После бури. Книга вторая
  • Текст добавлен: 19 сентября 2016, 14:01

Текст книги "После бури. Книга вторая"


Автор книги: Сергей Залыгин



сообщить о нарушении

Текущая страница: 9 (всего у книги 26 страниц)

– Нет,– ответил Бондарин,– я никогда ни на йоту не поставлю под сомнение правоту товарища Калинина! Никогда! Я думаю, что товарищ Калинин понял то, что он должен на своем месте всегда понимать: оттого, что человек не находит в своей стране того, что хочет в ней находить, от этого страна не перестает оставаться для него Родиной! От этого не умаляется желание ей служить!

– Служить нужно со смыслом. Отсюда неизбежно возникает вопрос – с каким?

– Со смыслом служения своей стране...

– Уходите от вопроса, Георгий Васильевич. Впрочем, я вас, понимаю, почему бы вам от него и не уходить? Сегодня. Здесь. Понимаю...

Разговор этот, по всему видно, должен был продолжаться и дальше, но тут вмешались столяровы старики. Они захотели молодых благословить. Они сказали:

– Ну ладно, в церкву вы не ходили...– сказала старушка.

– Все одно бог простит! – заметил старик.

– Простит, простит! – это уже опять старушка.

– Хороших людей – обязательно,– снова старик.

– А Катюша, хотя в церкву не ходит, она хорошая!

– Все одно она хорошая. Мы ее любим.

– И благословим...

– Троекратным крестным знамением...

– Троекратным. Обязательно!

– Осторожно, осторожно, милая моя матушка,– сказал Бондарин, обращаясь к старушке,– у нас вот тут сидит очень большой начальник, и еще неизвестно, как на ваше намерение он посмотрит. На ваше мероприятие, я хочу сказать.

– Да кто же тут главнее-то тебя? – удивился старик.– Кто ишшо тут тебя главнее?!

– Есть-есть! И даже обязан быть. Да вот он сидит, почти что рядом со мной, у него фамилия Прохин. Зовут Анатолий Александрович. Председатель Крайплана.

– Ну, зачем же меня выдавать-то, Георгий Васильевич? Чего-чего, а вот этого я от вас не ожидал. Никогда. Чего-чего...

Старики застеснялись, потупили глаза и стали шарить вилками по блюду с осетриной по-монастырски, искать кусочки помягче.

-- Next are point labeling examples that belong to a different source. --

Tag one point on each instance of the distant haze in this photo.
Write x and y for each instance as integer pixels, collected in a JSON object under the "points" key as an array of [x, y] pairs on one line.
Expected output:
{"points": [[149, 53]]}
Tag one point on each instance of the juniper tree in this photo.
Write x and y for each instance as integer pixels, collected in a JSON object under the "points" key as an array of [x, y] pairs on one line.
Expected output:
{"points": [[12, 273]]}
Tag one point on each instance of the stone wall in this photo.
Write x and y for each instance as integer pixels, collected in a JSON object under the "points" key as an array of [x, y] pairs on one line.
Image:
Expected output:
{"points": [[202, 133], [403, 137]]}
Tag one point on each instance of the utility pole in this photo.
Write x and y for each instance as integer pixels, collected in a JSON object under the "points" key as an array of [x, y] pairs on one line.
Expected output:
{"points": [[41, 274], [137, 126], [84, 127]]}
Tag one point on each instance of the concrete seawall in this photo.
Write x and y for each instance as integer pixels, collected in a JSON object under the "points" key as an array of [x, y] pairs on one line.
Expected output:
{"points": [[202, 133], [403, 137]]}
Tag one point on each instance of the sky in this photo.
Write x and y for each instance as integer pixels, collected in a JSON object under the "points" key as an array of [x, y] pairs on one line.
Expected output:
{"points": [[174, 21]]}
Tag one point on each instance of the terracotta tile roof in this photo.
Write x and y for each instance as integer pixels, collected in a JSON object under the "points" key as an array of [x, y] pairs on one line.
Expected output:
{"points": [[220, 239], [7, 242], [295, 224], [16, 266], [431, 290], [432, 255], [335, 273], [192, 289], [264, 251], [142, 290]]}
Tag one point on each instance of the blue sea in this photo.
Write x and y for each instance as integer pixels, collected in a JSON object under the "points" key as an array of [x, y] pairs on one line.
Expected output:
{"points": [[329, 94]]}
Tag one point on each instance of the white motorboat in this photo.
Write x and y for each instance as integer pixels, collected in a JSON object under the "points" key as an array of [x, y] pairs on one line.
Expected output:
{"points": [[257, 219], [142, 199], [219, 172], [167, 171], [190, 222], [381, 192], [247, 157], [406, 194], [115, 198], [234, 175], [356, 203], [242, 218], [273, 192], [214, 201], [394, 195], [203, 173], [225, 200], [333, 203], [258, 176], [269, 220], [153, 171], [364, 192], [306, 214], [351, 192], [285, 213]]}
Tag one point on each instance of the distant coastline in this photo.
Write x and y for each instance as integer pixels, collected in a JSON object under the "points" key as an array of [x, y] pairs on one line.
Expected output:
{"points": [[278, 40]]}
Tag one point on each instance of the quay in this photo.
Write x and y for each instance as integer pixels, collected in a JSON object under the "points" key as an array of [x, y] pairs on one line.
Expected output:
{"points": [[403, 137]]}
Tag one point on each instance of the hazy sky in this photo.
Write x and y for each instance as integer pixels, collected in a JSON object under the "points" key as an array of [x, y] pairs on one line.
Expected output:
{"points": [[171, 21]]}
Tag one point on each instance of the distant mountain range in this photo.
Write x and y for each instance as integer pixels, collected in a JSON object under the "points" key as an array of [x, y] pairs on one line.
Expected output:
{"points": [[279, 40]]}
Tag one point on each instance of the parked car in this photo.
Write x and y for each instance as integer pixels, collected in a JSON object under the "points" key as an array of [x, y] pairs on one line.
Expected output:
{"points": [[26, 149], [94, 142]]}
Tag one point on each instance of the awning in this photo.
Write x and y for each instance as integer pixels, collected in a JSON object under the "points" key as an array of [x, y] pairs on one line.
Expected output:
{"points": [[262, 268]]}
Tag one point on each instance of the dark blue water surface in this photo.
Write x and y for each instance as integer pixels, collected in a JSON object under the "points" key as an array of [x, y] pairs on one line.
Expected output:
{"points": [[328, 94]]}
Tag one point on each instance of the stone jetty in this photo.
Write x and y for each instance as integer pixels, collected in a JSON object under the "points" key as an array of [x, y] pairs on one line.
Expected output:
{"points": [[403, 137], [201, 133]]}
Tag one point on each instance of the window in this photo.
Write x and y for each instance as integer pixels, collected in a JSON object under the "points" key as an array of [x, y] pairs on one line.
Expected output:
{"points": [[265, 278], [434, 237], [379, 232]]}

На некоторое время водворилась тишина, но в тишине этой уже присутствовало что-то не определенное, какая-то тревожная недоговоренность.

– А вот скажите, Георгий Васильевич, другого случая у меня не будет спросить вас, а сегодня здесь можно: скажите, какое у вас главное расхождение с Советской властью? – спросил Прохин.

– В какой области? Политической?

– Нет, что вы! Об этом я здесь спрашивать бы вас не стал!

– Тогда в какой же?

– Ну так просто... просто в области мысли. Как таковой.

– Значит, философской?

– А хотя бы и так. Именно так, философской. Есть такое расхождение? Могли бы вы его сформулировать? Более или менее точно?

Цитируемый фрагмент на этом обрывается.